It’s a fundamental rule governing how the genetic code works. Ribosomes, the factories that assemble proteins in all types of living cells, read three letters (or nucleotides) of messenger RNA at a time.
In some instances, the ribosome can bend its rules, and read either two or four nucleotides, altering how downstream information is read. Biologists call this normally rare event ribosomal frameshifting. For an ordinary gene, the event of a frameshift turns the rest of the ensuing protein into nonsense. However, many viruses exploit frameshifting, because they can then have overlapping genes and fit more information into a limited space.
Regulated frameshifting takes place in human genes too, and understanding frameshifting is key to recent efforts to expand the genetic code. Researchers are aiming to use the process to customize proteins for industrial and pharmaceutical applications, by inserting amino acid building blocks not found in nature.
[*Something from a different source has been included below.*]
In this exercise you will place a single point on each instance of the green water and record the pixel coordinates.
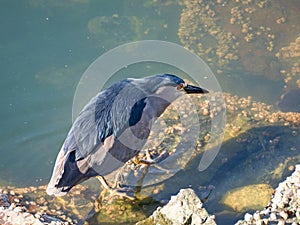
(45, 47)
“Going back to the 1960s, when the genetic code was first revealed, there were many studies on ribosomal frameshifting, yet no-one really knows how it works on a molecular and mechanistic level,” says Christine Dunham, PhD, assistant professor of biochemistry at Emory University School of Medicine. “What we do know is that the ‘yardstick’ model that appears in a lot of textbooks, saying that the anticodon loop dictates the number of nucleotides decoded, while elegant, is probably incorrect.”
Dunham, who first studied the topic as a postdoc, and her colleagues published a paper this week in PNAS where they outline a model for how ribosomal frameshifting occurs, based on structural studies of the ribosome interacting with some of its helper machinery. Co-first authors of the paper are postdoctoral fellows Tatsuya Maehigashi, PhD and Jack Dunkle, PhD.